Unlike the sportswriters who have been writing obituary columns starting with John's glory days, I knew him only during that long downward slide. I started noticing him walking downtown in workboots and jeans, often with a pick and shovel over his shoulder. He looked tired; I gave him rides. From that time on, John and I rode around a lot. He was trying to get himself set up as a handyman and called himself "the hardest-working man in the clean-up business." Every once in a while he'd say the police were looking for him.

Sometimes it would be the end of the day and I'd offer to take him home.

He always declined.

I'd see him all beat up; for a while it became a rite of passage among street toughs to be able to say they'd whipped Big John Tate. Then I learned that John was equal parts predator and prey. My heart hurt for him; but it is a whorish writer's heart, and soon we were negotiating a story.

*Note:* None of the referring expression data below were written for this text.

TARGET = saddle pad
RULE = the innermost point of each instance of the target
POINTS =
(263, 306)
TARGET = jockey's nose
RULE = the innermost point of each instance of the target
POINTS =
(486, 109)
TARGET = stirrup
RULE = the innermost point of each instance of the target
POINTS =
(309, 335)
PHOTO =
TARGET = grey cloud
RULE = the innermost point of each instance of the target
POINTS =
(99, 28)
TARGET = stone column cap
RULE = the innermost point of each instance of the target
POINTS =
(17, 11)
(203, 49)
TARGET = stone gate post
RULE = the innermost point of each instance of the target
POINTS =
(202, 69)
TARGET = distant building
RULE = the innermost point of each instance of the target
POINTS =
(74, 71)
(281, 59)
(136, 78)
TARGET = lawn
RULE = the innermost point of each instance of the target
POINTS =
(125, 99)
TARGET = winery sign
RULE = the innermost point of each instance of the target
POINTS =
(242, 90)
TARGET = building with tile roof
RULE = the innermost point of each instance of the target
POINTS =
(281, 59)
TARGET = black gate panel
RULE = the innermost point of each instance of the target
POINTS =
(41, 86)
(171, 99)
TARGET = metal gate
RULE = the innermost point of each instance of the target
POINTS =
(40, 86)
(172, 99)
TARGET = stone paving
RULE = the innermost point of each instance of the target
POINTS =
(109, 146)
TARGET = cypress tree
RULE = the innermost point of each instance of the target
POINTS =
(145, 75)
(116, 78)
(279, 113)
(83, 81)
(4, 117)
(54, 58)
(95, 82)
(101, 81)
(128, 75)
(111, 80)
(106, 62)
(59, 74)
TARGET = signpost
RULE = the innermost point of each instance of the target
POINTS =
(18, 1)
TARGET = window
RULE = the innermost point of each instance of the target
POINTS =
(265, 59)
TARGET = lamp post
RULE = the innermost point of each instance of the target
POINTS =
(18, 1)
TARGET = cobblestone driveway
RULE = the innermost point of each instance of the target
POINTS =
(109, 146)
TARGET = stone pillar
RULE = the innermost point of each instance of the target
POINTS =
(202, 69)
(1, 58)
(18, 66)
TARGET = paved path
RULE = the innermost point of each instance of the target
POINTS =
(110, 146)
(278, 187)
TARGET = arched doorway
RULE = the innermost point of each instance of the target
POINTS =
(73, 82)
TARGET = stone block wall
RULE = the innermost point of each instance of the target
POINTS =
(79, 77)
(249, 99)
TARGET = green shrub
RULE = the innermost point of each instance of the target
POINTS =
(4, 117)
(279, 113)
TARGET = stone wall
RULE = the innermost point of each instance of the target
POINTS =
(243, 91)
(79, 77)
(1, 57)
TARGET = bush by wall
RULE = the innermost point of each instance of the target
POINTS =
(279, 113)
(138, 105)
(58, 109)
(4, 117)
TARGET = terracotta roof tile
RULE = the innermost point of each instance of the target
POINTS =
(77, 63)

Trouble was, John was thinking about a come-back story.

"Kids look up to me," he'd say.

I'd try to explain to him that we'd need to stick pretty close to the truth, argue that kids could learn something from reading about his life, mention that we could work on his reading and then tell about how he'd finally learned how. He was unconvinced, and I put it on my list of things to do later.

One day he needed to go to the bank and cash a $270 check lawyer Jess Campbell had written him for some cleanup work. We went to a drive-through window, and John endorsed the check with a scribble that looked as good as most doctors' and handed it to me to give to the teller, who passed back an envelope full of cash.

I gave it to him, but instead of pocketing it, he held it out to me.

"Need some money?"

That was the day he let me take him home. But I had to promise I wouldn't write about it as long as he was alive. He directed me to an auto body shop on Martin Luther King, and we pulled in behind a bunch of junked cars.

John got out and opened the door of a faded Coupe de Ville:

"When you write this, remember it was a Cadillac."

He smiled that big old wide smile and thanked me for the ride.